Assuming that both E3 ligases target the same pool of MCL1 at the same time during mitotic arrest, why are there two modes of regulation? It could be that the ligases cooperate to lower MCL1 levels. It is possible that Fbxw7 and Cdc20 together deplete MCL1 to a point at which apoptosis can be initiated; if either ligase is compromised, apoptotic induction is inefficient. Alternatively, there might be a particularly relevant growth condition or cell-type specificity that favours the activity of one complex over the other. For example, it is possible that in tissues that give rise to human cancers harbouring Fbxw7 mutations (for example, T-ALLs or ovarian carcinomas), SCF^Fbxw7 acts as the predominant ligase. Finally, there could be redundancy or competition between the different E3 ligases. Perhaps untransformed cells maintain both systems, to protect against apoptosis evasion in the face of spindle dysfunction. Alternatively, one or both of these systems might be compromised in the cell-culture models. Notably, the situation is further complicated by reports indicating that other ligases seem to affect MCL1 stability: Mule/Huwe1 (Zhong et al, 2005) and SCF^βTrCP (Ding et al, 2007). Silencing of Mule stabilizes MCL1, although Wertz and colleagues did not observe dramatic changes in MCL1 stability after Mule depletion during mitotic arrest. Instead, three groups did not observe stabilization of MCL1 after βTrCP silencing (Wertz et al, 2011; Inuzuka et al, 2011; Dehan et al, 2009). Moreover, the interaction between MCL1 and βTrCP seems to be mediated by BimEL (a βTrCP substrate), as indicated by increased binding under conditions when BimEL is degraded (rather than under conditions when MCL1 is degraded) and by the fact that some BimEL mutants lose their ability to bind to βTrCP, regardless of their binding to MCL1 (Dehan et al, 2009).

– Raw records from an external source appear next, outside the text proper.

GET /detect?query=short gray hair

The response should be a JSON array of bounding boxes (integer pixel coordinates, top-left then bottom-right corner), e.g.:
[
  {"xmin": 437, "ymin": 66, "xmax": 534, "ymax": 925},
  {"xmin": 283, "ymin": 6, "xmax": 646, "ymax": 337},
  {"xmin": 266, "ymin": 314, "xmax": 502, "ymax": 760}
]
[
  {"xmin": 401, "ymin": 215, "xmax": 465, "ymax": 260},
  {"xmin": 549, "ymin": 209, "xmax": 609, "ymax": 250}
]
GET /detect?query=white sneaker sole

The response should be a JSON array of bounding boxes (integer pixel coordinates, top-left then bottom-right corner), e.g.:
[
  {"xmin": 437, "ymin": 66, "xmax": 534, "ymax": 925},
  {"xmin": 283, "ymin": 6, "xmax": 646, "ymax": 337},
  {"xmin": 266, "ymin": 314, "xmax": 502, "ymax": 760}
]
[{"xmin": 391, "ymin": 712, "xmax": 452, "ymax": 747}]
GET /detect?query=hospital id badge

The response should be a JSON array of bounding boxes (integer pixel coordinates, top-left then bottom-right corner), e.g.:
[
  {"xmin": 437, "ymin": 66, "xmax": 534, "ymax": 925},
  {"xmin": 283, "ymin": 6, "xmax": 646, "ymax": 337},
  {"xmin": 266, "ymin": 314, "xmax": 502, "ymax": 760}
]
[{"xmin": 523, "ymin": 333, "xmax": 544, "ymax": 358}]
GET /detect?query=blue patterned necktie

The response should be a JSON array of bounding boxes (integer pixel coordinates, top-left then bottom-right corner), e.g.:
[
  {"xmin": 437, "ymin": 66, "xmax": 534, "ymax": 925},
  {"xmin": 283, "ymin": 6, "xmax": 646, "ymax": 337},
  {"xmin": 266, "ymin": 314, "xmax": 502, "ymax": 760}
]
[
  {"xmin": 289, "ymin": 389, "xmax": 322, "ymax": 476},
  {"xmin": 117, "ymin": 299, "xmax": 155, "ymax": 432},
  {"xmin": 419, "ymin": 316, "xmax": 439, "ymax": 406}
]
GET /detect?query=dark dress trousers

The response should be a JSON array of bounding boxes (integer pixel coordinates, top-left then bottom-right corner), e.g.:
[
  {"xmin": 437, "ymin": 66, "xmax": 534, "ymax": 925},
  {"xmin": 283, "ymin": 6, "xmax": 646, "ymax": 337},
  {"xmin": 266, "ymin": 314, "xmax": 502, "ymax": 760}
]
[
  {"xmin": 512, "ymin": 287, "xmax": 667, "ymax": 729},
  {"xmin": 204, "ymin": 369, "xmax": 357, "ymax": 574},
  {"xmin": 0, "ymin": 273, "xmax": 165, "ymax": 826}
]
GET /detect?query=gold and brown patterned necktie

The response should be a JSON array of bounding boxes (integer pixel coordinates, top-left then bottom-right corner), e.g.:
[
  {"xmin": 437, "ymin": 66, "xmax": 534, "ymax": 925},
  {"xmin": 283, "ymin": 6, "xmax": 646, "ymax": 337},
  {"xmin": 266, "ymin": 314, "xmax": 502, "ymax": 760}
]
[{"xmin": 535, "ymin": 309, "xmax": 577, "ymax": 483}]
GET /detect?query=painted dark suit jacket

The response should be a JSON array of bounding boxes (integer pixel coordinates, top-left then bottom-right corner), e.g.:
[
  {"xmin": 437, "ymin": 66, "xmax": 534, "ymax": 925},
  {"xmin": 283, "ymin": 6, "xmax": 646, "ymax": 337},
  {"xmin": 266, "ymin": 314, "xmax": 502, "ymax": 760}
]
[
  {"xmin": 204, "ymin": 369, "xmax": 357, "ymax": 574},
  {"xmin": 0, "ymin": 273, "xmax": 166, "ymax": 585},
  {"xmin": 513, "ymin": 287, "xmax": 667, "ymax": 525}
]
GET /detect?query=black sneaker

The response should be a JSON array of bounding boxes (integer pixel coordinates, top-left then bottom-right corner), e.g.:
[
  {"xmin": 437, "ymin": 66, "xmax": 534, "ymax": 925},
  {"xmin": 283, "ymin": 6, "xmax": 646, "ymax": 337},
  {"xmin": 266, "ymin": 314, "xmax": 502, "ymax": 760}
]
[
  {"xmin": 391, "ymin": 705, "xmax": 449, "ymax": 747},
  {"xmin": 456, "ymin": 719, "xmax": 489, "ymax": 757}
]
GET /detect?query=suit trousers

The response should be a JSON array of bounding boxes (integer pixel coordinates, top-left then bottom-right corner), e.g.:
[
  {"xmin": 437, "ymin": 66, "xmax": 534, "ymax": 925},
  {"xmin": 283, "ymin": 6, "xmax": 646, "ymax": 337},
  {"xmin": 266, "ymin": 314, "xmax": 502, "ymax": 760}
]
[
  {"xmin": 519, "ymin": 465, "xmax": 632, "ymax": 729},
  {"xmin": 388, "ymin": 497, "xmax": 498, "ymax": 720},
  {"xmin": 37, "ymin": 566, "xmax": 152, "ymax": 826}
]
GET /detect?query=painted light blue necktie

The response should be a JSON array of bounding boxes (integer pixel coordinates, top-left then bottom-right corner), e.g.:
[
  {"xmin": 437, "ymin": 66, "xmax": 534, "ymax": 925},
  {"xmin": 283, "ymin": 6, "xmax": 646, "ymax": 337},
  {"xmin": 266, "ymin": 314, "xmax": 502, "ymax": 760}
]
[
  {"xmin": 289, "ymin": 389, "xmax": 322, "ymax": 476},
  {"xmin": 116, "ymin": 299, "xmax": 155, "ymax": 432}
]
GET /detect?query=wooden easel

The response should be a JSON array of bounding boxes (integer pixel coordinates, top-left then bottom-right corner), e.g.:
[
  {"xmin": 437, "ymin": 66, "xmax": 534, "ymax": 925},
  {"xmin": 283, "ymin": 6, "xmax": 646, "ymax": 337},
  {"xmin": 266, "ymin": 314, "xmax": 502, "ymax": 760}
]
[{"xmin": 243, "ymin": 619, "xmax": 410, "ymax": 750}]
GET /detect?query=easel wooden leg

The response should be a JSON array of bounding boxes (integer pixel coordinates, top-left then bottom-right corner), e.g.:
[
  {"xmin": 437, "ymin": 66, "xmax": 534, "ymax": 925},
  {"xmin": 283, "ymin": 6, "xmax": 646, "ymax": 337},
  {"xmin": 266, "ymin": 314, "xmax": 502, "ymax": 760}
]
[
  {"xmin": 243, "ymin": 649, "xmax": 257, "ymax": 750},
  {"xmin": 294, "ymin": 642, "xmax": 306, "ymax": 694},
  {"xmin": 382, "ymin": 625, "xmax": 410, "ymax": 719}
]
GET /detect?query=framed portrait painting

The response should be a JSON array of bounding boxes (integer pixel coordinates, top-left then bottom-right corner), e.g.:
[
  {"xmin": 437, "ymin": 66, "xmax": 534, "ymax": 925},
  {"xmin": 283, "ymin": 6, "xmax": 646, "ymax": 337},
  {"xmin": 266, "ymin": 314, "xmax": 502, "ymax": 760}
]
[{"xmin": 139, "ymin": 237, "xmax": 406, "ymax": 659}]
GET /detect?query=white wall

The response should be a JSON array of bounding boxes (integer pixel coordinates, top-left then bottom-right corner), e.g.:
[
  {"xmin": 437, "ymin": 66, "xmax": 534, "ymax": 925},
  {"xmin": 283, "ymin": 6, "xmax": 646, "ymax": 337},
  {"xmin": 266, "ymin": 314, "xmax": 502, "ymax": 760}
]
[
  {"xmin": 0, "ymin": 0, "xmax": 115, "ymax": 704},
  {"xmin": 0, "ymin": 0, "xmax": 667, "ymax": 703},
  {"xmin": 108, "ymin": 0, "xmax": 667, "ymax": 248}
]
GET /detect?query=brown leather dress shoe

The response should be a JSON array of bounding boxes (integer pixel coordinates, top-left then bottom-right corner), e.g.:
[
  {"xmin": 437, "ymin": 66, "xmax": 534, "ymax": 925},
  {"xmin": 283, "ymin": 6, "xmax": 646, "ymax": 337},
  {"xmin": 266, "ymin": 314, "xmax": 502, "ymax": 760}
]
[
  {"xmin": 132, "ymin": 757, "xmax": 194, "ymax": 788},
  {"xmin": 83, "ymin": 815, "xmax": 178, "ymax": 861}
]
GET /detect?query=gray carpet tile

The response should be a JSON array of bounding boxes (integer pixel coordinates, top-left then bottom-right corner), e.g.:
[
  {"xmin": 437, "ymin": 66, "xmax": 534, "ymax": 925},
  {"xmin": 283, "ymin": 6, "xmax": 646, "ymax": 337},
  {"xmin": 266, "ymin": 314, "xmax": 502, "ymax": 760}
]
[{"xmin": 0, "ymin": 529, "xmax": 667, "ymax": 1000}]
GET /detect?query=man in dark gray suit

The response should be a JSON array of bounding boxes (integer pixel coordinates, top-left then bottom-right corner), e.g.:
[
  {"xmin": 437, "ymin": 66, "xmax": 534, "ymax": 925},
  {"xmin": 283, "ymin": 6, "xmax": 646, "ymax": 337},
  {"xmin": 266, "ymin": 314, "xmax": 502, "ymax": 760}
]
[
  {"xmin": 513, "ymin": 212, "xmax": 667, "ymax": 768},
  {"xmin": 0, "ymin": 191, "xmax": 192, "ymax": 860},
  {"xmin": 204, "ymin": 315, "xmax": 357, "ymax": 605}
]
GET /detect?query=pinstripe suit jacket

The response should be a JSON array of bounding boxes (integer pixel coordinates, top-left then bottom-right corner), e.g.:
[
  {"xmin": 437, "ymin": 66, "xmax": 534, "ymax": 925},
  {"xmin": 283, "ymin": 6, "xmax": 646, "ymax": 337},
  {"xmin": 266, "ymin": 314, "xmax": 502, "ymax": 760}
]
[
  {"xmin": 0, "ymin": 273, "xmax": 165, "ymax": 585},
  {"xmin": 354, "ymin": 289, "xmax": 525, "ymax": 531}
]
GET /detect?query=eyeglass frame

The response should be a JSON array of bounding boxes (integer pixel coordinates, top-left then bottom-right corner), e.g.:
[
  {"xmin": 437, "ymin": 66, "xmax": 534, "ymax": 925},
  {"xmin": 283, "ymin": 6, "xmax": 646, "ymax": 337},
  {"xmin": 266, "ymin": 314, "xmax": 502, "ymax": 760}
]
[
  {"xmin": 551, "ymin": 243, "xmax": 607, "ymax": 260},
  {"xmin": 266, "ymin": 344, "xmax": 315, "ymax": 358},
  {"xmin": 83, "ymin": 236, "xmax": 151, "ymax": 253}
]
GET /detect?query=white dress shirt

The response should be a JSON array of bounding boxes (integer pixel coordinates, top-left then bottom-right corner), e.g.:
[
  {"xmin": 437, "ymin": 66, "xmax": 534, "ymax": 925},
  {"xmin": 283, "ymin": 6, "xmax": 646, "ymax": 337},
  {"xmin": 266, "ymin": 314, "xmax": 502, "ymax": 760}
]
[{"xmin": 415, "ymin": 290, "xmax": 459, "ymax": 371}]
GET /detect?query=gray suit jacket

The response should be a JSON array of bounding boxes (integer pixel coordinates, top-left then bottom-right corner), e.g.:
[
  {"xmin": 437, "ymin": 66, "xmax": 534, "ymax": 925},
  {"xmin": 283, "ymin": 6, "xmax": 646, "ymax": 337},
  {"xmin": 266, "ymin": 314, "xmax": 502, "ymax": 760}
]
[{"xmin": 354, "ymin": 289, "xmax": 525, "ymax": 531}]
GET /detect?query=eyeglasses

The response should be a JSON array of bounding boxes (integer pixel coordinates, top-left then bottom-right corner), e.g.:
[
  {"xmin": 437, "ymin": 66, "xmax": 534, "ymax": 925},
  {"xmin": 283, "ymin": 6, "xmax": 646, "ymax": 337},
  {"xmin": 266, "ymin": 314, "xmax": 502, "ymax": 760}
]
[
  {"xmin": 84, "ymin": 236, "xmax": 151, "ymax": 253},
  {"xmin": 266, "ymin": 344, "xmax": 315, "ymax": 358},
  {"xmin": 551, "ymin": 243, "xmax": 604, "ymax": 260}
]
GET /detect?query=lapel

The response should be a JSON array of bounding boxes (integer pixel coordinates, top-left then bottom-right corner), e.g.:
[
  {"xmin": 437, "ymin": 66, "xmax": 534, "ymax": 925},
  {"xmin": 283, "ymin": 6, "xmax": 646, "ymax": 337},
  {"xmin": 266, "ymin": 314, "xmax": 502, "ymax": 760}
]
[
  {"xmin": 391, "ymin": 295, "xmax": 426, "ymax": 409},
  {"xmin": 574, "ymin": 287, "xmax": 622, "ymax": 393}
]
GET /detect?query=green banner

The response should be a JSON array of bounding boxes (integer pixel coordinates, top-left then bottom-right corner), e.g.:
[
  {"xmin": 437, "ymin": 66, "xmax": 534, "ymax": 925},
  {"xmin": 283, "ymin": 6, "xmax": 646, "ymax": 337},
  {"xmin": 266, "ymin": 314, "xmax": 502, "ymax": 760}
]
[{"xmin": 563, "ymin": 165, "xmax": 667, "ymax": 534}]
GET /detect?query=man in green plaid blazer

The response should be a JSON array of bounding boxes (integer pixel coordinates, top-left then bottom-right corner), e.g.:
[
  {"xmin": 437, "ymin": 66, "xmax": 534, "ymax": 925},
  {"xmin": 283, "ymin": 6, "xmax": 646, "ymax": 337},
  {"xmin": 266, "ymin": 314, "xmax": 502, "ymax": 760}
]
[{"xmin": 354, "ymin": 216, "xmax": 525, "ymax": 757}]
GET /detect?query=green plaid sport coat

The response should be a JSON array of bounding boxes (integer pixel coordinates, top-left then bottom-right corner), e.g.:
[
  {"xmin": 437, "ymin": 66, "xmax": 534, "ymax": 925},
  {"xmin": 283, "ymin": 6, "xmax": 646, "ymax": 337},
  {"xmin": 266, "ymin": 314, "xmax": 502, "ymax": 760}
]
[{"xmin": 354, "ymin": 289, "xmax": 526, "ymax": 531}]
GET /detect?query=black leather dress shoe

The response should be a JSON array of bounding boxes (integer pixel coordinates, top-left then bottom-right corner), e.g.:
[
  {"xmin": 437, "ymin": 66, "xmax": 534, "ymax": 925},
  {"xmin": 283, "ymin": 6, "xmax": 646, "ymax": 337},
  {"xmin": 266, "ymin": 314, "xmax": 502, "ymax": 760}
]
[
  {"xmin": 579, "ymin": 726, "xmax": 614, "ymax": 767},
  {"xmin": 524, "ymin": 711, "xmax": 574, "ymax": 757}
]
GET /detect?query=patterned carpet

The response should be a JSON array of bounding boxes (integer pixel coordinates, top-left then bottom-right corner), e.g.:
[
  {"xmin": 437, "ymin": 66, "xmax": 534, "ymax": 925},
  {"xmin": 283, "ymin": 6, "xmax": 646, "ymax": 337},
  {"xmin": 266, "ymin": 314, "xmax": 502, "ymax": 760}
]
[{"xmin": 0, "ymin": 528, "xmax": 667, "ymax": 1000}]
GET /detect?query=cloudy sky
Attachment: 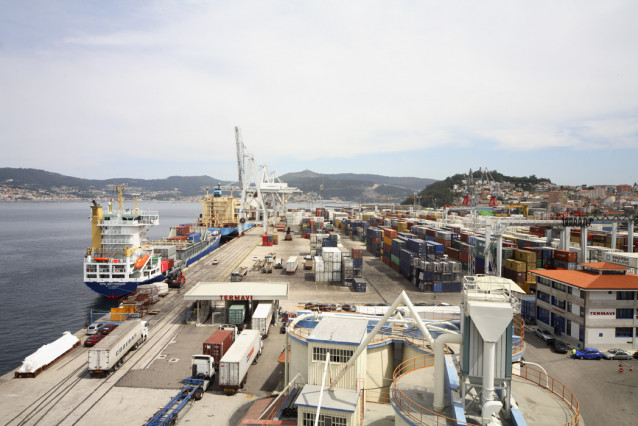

Although the details of MCL1 regulation at mitotic arrest have only begun to unfold, it is clear that this pathway holds promise for furthering our understanding of the regulation of apoptosis. Microtubule-poisoning agents have historically been reliable chemotherapeutics, so, identifying cellular components that regulate MCL1 degradation during mitotic arrest is not only a way to stratify patients for a positive response to such drugs, but might also lead to the identification of novel targets for pharmacological intervention.